Third, we need to look for solutions that we can easily agree upon and then act.

One area is drug costs.

Even in Congress, there is agreement. The last few years have seen a flurry of legislation from both sides of the aisle attempting to address the issue.

Most notably was the Democrat-proposed Elijah E. Cummings Lower Drug Cost Now Act. This would require the government to set drug prices based on a comparative formula of what other countries pay and encourage direct negotiation with pharmaceutical companies.

It is estimated that if the bill were passed that it would save Medicare $475.9 billion by 2030 and dramatically reduce unnecessary deaths related to drug costs.

In like manner, President Trump signed four executive orders last year that were targeted at reducing drug costs.

Most notably was the order addressing rebates offered to drugs companies by pharmacy benefit managers. The order was estimated by the administration to save seniors $30 billion a year.

What is important is that both parties are proposing solutions that are similar to each other, but so far neither side seems willing to work together on a bipartisan basis.

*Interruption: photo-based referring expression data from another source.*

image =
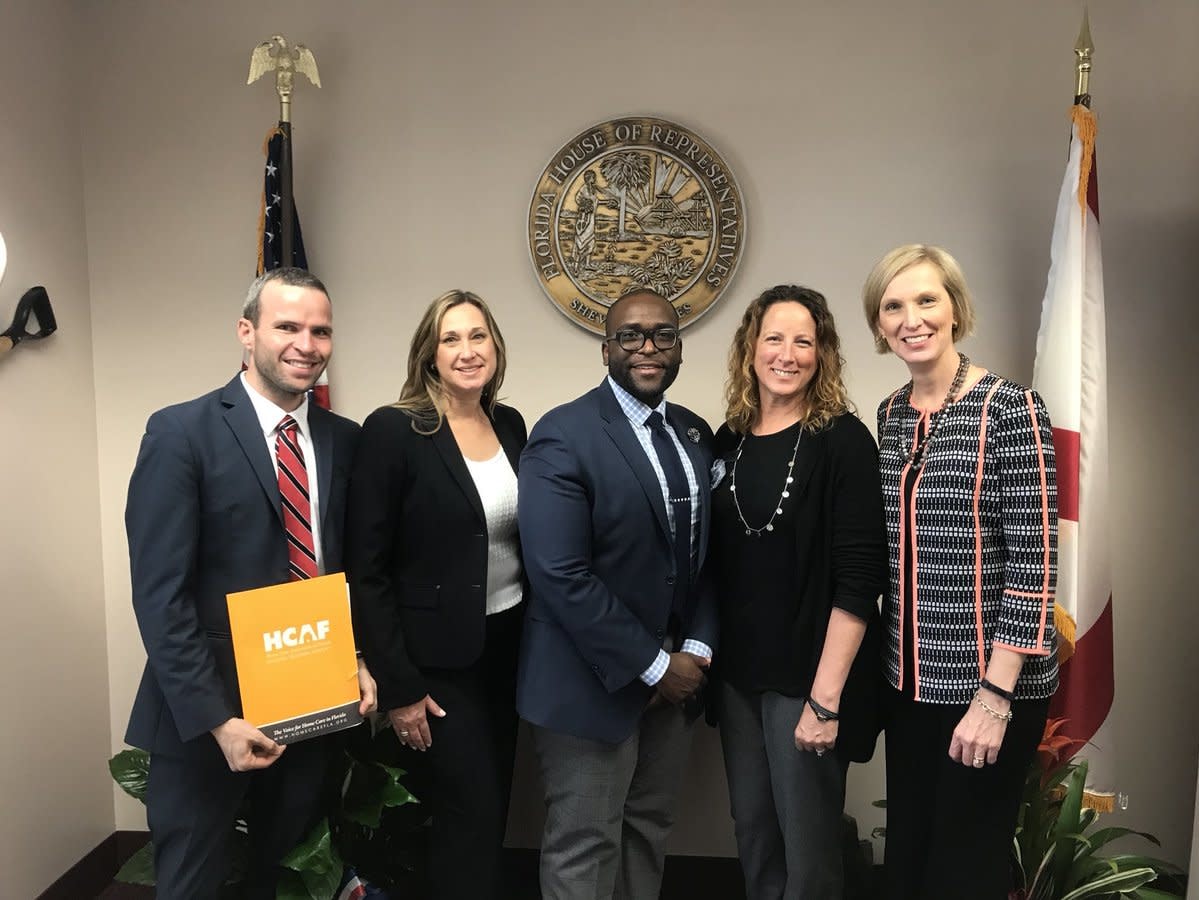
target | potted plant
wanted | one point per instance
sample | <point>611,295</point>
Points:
<point>377,829</point>
<point>1055,853</point>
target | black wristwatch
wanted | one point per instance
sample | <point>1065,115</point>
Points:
<point>823,714</point>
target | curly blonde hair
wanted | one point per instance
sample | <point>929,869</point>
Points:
<point>422,394</point>
<point>825,394</point>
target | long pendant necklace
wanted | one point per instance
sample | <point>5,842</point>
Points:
<point>785,493</point>
<point>916,457</point>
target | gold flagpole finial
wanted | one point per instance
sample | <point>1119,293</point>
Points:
<point>285,60</point>
<point>1083,49</point>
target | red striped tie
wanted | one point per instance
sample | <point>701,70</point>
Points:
<point>296,508</point>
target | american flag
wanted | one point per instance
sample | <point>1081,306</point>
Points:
<point>270,242</point>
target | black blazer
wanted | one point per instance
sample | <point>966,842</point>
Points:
<point>416,550</point>
<point>842,561</point>
<point>203,520</point>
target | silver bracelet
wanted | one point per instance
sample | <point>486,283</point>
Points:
<point>992,711</point>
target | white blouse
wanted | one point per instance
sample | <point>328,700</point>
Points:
<point>496,484</point>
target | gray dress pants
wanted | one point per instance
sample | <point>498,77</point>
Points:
<point>787,803</point>
<point>609,808</point>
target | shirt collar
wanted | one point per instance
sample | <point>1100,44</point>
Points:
<point>633,409</point>
<point>269,415</point>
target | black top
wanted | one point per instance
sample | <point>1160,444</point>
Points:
<point>755,578</point>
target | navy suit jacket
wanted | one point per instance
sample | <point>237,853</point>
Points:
<point>203,519</point>
<point>600,560</point>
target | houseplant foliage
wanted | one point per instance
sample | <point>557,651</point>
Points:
<point>375,826</point>
<point>1056,846</point>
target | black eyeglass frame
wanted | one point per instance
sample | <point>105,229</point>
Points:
<point>625,337</point>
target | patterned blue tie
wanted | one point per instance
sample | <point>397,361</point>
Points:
<point>680,503</point>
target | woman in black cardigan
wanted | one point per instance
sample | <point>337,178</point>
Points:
<point>799,553</point>
<point>437,583</point>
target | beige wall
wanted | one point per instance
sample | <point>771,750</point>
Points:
<point>54,704</point>
<point>851,127</point>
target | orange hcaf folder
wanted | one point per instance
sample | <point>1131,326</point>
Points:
<point>296,666</point>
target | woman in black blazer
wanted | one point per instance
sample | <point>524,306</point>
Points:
<point>437,583</point>
<point>799,555</point>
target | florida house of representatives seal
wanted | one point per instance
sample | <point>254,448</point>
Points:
<point>632,203</point>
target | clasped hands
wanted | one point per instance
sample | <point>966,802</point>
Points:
<point>685,675</point>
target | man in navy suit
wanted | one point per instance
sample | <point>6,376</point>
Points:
<point>614,523</point>
<point>203,520</point>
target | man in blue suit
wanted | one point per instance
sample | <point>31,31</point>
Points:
<point>204,519</point>
<point>614,523</point>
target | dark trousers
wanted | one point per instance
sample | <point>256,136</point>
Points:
<point>470,766</point>
<point>950,827</point>
<point>787,803</point>
<point>193,798</point>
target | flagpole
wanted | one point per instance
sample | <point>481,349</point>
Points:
<point>284,60</point>
<point>287,204</point>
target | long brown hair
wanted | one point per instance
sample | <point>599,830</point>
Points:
<point>423,396</point>
<point>826,396</point>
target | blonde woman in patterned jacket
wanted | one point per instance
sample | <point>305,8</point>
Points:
<point>966,463</point>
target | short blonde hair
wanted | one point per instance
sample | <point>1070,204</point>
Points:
<point>901,259</point>
<point>422,394</point>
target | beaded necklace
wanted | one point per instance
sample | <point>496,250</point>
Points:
<point>785,493</point>
<point>916,457</point>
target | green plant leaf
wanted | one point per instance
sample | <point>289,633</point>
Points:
<point>395,793</point>
<point>131,771</point>
<point>362,801</point>
<point>290,887</point>
<point>323,885</point>
<point>1113,883</point>
<point>138,869</point>
<point>1066,826</point>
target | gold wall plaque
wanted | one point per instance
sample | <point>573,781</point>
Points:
<point>636,201</point>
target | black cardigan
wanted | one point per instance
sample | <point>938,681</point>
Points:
<point>841,557</point>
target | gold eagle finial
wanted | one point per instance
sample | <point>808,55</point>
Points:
<point>285,60</point>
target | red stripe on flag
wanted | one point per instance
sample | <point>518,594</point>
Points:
<point>1066,452</point>
<point>1088,686</point>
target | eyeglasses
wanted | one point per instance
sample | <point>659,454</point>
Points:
<point>633,339</point>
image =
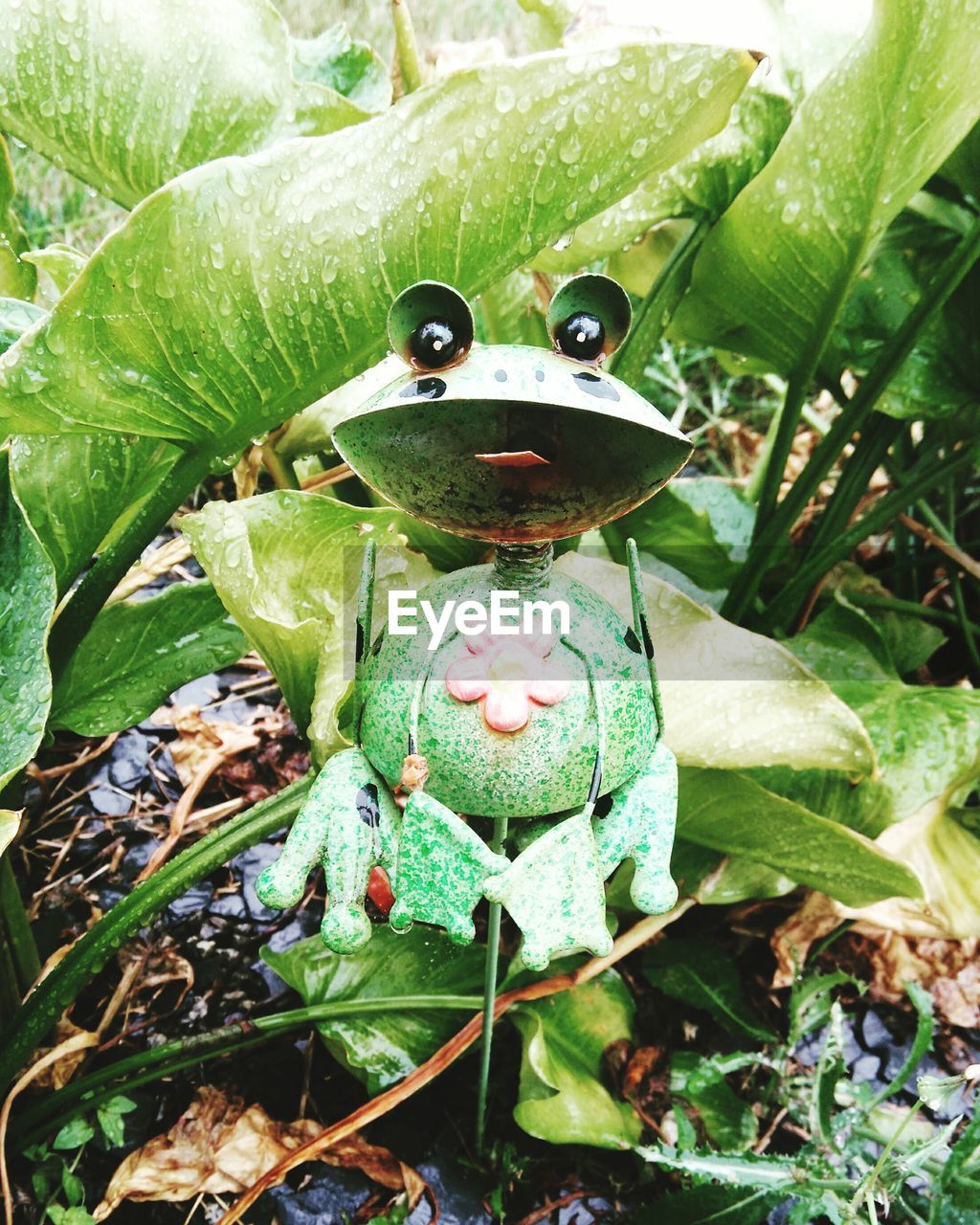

It is sad that many elected officials from both sides of the aisle see the same problems and want to solve them, but they just cannot seem to work with each other for the American people.

This is not a partisan issue, it’s an issue about national survival. We cannot keep going on this way.

It is time for us to reform our pharmaceutical industry and take a serious look at our health care system as a whole. The cost savings could then be redirected to disease prevention.

Our political process has done this before and its time we insist our elected officials do it again.